Friday, August 19, 2016

5 Things to Stop Doing to Be More Productive


Any time means no timeProductivity is all about getting as much done as possible in as little time as we can feasibly manage. Unfortunately, many of our habits and excuses that we believe are making us more productive are actually having the exact opposite effect.

Here are five things you need to stop doing as soon as possible in order to be more productive in both your work and personal life.

1. Staying logged in to social media


It has happened to all of us before. We get one new notification, and stop what we are doing to check to make sure it isn’t urgent (it very rarely is). Then, without even realizing it, we somehow end up on a completely different site, immersed in something that has nothing to do with work or what we originally stopped to check in the first place. Social media can be a good thing. Too much of a good thing, however, is never truly all that good.


Social media destroys any chances you might have at a consistently productive schedule, especially if you can’t go more than an hour or so without checking your notifications. Too much of anything is a productivity killer, when you look close enough. Social media helps us connect with others, it helps us stay informed, but in many cases, it mostly ends up distracting and delaying us.

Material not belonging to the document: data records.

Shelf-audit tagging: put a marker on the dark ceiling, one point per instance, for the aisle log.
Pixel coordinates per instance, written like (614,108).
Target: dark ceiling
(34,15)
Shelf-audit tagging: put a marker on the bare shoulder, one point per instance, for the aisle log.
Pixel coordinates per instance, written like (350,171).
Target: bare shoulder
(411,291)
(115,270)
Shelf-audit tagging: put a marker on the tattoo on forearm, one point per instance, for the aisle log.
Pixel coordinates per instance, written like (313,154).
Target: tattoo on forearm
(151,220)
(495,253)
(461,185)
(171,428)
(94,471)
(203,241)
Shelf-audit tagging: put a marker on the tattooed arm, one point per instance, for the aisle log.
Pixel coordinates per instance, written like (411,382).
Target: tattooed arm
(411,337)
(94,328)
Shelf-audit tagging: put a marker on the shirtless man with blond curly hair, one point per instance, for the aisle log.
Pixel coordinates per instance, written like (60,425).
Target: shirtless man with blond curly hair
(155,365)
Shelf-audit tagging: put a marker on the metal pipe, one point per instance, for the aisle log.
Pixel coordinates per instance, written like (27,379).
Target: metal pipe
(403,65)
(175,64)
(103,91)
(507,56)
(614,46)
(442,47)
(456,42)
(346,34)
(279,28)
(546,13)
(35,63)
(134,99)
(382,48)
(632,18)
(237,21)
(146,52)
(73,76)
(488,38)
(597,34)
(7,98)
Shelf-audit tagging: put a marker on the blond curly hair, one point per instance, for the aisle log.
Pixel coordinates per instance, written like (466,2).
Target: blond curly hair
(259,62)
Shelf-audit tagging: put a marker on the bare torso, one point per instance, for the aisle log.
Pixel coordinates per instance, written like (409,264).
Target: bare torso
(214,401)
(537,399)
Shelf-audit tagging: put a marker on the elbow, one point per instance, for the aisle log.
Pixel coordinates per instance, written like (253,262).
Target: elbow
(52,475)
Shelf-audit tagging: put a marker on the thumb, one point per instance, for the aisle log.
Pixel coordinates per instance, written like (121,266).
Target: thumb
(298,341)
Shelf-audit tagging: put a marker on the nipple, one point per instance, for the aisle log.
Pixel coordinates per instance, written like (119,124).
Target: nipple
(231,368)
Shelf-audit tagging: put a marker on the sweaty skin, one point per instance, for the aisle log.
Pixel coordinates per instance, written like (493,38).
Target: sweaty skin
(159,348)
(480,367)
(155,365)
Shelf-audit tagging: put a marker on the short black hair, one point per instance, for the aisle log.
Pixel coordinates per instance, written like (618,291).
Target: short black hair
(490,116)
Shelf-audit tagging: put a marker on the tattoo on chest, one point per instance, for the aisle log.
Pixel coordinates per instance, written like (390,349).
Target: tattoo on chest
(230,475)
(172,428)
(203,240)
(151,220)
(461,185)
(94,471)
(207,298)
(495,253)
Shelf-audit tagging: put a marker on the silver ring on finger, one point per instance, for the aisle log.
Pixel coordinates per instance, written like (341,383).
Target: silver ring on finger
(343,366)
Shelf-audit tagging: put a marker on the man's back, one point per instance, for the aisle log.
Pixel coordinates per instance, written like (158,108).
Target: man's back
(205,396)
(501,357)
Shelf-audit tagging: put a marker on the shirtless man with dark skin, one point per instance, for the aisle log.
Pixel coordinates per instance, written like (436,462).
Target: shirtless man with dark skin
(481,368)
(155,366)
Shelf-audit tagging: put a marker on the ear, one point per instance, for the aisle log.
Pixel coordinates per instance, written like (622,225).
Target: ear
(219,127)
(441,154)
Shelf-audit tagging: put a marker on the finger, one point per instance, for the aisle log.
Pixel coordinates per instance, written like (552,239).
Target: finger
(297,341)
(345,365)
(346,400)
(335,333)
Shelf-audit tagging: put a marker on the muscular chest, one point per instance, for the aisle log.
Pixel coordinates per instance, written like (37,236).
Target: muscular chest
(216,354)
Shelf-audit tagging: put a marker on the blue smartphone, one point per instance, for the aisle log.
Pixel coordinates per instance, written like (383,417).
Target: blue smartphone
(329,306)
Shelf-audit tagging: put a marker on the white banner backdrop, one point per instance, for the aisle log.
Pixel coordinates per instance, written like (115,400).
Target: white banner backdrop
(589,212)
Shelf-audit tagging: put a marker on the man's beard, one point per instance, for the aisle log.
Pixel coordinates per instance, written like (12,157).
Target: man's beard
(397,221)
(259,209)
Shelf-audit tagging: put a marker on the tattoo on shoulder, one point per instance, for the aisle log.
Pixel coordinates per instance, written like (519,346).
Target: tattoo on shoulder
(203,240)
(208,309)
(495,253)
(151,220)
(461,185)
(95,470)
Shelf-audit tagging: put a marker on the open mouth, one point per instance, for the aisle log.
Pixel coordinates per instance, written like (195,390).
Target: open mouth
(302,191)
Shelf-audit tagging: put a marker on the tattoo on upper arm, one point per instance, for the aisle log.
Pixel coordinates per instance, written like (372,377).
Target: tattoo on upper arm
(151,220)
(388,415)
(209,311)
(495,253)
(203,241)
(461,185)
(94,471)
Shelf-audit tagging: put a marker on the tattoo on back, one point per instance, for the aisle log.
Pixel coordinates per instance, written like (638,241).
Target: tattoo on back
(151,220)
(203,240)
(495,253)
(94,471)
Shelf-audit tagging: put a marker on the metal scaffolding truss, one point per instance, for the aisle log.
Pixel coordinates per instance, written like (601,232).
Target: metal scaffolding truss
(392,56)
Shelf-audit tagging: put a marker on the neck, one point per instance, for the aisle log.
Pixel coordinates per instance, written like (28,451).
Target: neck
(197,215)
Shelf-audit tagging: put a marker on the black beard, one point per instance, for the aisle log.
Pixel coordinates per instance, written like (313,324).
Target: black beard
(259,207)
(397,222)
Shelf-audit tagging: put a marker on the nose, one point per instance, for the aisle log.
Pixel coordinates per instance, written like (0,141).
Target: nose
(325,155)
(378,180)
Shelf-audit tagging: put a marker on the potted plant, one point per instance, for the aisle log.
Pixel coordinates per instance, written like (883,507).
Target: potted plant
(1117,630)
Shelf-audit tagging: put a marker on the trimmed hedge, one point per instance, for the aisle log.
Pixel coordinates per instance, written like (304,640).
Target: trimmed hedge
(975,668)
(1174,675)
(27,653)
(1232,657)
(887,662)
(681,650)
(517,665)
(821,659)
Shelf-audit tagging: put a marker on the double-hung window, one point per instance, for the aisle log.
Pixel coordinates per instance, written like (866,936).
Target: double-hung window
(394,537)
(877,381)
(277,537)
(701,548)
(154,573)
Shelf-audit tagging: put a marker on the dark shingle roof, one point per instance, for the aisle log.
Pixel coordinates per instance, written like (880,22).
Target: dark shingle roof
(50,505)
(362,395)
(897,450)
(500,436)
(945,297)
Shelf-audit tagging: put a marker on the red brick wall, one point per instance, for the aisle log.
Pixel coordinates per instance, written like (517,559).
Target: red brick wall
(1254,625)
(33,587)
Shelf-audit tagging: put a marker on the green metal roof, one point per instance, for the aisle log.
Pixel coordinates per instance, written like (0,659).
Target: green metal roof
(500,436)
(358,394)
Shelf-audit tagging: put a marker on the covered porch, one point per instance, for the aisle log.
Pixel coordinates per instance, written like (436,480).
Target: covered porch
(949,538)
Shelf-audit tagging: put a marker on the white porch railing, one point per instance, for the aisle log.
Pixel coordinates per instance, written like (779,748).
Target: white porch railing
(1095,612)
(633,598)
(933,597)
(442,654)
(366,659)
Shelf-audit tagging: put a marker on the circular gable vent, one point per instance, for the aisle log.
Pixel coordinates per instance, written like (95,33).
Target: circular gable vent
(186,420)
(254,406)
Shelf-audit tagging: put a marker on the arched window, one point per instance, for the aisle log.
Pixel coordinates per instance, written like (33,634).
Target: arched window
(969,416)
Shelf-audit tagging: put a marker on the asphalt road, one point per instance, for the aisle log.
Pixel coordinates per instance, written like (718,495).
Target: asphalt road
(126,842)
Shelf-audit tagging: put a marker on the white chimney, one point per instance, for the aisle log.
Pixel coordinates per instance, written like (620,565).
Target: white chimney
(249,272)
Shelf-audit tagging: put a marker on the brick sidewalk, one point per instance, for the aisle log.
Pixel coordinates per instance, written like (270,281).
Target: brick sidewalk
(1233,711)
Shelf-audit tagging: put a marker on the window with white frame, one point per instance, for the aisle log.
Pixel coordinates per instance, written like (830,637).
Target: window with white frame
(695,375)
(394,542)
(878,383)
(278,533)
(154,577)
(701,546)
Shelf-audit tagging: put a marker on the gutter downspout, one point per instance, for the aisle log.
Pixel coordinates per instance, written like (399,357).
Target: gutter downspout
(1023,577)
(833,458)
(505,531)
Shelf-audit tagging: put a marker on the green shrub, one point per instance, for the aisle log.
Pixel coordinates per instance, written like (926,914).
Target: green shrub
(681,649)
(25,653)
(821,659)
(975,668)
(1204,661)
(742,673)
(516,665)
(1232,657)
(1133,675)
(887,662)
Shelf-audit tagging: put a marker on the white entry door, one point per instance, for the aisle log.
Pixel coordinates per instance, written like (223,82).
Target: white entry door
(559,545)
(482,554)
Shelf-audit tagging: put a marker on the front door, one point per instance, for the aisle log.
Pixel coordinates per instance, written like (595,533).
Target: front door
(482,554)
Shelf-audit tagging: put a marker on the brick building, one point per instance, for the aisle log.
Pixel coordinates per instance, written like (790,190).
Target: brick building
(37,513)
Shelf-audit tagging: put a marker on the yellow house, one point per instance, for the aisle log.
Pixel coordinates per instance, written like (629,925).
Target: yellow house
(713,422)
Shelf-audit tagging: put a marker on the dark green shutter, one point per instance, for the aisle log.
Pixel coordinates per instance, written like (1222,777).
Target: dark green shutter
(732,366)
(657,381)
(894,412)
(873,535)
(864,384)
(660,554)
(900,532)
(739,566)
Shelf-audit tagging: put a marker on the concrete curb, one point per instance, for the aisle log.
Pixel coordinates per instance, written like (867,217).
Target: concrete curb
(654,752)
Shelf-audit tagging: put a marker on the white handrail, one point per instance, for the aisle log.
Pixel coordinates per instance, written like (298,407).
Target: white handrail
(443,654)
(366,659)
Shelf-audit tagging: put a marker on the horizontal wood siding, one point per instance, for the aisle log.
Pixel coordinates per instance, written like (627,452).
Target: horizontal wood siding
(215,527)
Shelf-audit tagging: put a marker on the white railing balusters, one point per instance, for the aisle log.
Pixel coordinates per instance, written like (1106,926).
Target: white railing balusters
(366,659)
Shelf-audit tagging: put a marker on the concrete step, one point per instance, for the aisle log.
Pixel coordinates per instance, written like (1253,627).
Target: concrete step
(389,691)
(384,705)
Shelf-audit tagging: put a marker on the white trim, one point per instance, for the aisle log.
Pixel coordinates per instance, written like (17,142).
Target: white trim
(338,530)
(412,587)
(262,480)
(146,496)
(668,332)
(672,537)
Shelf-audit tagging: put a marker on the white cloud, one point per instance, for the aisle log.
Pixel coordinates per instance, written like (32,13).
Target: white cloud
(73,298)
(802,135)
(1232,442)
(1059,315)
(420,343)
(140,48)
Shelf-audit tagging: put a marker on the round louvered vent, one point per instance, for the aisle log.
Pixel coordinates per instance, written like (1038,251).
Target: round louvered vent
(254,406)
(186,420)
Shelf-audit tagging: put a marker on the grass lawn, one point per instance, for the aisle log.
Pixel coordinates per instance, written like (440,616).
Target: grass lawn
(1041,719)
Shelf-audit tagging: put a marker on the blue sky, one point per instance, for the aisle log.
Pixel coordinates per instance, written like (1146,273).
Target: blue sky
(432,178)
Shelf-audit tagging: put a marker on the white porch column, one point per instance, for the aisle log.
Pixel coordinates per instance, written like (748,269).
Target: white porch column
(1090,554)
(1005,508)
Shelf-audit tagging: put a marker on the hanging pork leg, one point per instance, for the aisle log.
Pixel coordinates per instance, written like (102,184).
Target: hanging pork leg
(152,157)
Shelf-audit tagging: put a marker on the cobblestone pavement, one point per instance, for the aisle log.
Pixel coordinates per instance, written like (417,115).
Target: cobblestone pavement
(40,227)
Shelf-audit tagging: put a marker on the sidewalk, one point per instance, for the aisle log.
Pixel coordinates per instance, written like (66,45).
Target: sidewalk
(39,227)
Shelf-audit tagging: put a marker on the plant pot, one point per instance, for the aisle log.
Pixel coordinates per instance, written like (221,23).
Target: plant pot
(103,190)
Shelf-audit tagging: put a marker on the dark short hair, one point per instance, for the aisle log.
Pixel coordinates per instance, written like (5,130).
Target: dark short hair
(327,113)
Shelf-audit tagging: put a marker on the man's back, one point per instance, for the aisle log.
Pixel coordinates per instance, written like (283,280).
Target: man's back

Unless constant social media surfing is your job, stay off social networks, blogs and video streaming sites. Everyone knows ‘I’ll just watch one more video and then I’ll get back to work’ is never a promise likely fulfilled. They call it the web because it’s very easy, and tempting, to get lost in a constant sea of articles and comment sections.


2. Procrastinating


We have all procrastinated on a major project or deadline at least once. That rushed, frantic feeling in the pit of your stomach just sits there agonizing you until you finally hit that submit button. We often procrastinate because we are avoiding something. Sometimes we even procrastinate on accident.


While it may help in some cases to kick yourself into gear, doing a lot of work in a short period of time consistently is going to send you straight into burnout mode. If you think your productivity levels are suffering now, just wait until you’re left feeling so overwhelmed and overworked that not even caffeine can wake you up.


If you can’t get your procrastination habit completely under control, at least learn to manage your to do list in a way that makes sure you are still getting the most important things done first. Figuring out how to manage a bad habit, and gradually replacing that bad habit with a better one, is much more effective than doing nothing at all.


3. Giving up sleep to do more work


It seems logical at first, thinking that by doing more work and cutting into your sleep time, you are quickly becoming a productivity mastermind. What’s a few more hours of work in the evening or getting up an hour earlier in the morning if it means you can have more waking hours to get things done? Sleep deprivation does more harm in the short and long term than you might think.


Sleep, adequate and consistent sleep, is a productivity and overall health essential. Better sleep leads to better productivity. Less sleep leads to lower levels of productivity. The more tired you are, the less energy you have to put toward getting your work done. Now that makes much more logical sense, doesn’t it?


Sleep. Even when you don’t feel tired; even when you don’t think you have enough time, or are somehow not going to be able to get as much done because of it. The best thing you can do for yourself is set a sleep and wake time and stick to that schedule, especially in the beginning. This is how you can make sure you are going to get enough sleep in order to be more productive throughout the day.


4. Skipping the gym


This is probably the habit most of us are guilty of out of all the items on this list. You don’t have time to work out, so you simply don’t. Why spend 30 minutes walking on a treadmill when you could spend that time answering emails or making phone calls? You’ll exercise tomorrow. Or the next day. Or the next day.


Regular exercise – 150 minutes or more of moderate physical activity each week – has been shown to improve mental health, boost energy, make us more alert and help prevent physical illness. Even though you might think giving up exercise makes you more productive, you would probably have much more energy and motivation if you spent just a little time increasing your heart rate.


5. Doing less important tasks first


One reason many of us end up procrastinating and messing up our productivity is because there are things on our to do lists we are desperately trying to avoid. Even when we finally do sit down and start working, we often fall into the habit of picking out less important things to do first simply because they seem easier or less cringe worthy.


Find the task on your to do list you are dreading the most, likely the most important thing, and tackle that first. It will seem hard and unpleasant at first, but in reality, you are doing yourself a favor. If you get the most important task out of the way first, you will feel much less pressured and stressed to continue on and complete more tasks.


If you are a list maker or you use a to do list app, order or number your tasks so that you can clearly see which things you absolutely need to get done first. You will feel energized and relieved after finishing it, and will end up getting more done throughout the day because of it.


Kick those bad habits, replace them with better ones and watch your productivity levels skyrocket.